Arik Rudnitzky is Project Manager of the Konrad Adenauer Program for Jewish-Arab Cooperation at the Moshe Dayan Center for Middle Eastern and African Studies, Tel Aviv University, and a Ph.D candidate.


[1] Inter-Agency Task Force on Israeli Arab Issues, 2018 Local Elections – Preliminary Results in Arab Society (November 2, 2018).

[2] Itamar Radai and Arik Rudnitzky, “Citizenship, Identity and Political Participation: Measuring the Attitudes of the Arab Citizens in Israel,” Bayan: The Arabs in Israel, 12 (December 2017).

[3] Amir Fakhoury, “In the Nazareth Elections, ‘The Mizrahim’ Defeated the ‘Ashkenazim’,” Sicha Mekomit, November 1, 2018 [Hebrew]; Rami Mansour, “Honor and Services” arab48,com, November 3, 2018 [Arabic].

[4] Hassan Shaalan, “The New Council Head – 30-Years-Old and a Registered Nurse.” Ynet.co.il. November 7, 2018 [Hebrew].

[5] “18 Women Succeed in Local Arab Regional Councils,” arab48.com, November 2, 2018 [Arabic]. On the national level, no fewer than 72 Arab and Jewish women submitted their candidacy for the head of local councils in the last local elections (8.4% out of 856 candidates for this position). See: Amir Alon, “A Female Minority, 82-year-old Candidates: the Data in Advance of the Local Elections,” Ynet.co.il, October 14, 2018 [Hebrew].; Amir Alon, Atila Shompalvi and Alexandra Lokash, “Record Number of Female Candidates in Local Elections,” Ynet.co.il, October 4, 2018 [Hebrew]. 

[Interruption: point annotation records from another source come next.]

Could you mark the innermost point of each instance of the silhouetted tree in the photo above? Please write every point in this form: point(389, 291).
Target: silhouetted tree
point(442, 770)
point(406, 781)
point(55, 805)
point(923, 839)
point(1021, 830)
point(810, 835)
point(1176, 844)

[6] Lee Yaron, “The Number of Women Heads of Local Councils Has Doubled, But They Are Still a Negligible Minority.” Haaretz.co.il, November 1, 2018 [Hebrew]; Amir Alon, “Achievement in Local Elections: Another 100 Women in Local Councils,” Ynet.co.il, November 9, 2018 [Hebrew]. 

[7] Somou Younes, “Local Elections and Change in Arab Society,” Ynet.co.il, November 15, 2018 [Hebrew]; Rana Zaher, “Arab-Palestinian Women in Local Israeli Government: Stereotypes Versus Reality,” Lecture given at a conference on Local Politics and Municipal Elections in Arab Localities in Israel, held at Tel Aviv University on November 14, 2018 by the Konrad Adenauer Program for Jewish-Arab Cooperation.

[8] Salah al-Din al-Jurshi, “A Women President for Tunisia”, arab48.com, October 30, 2018 [Arabic].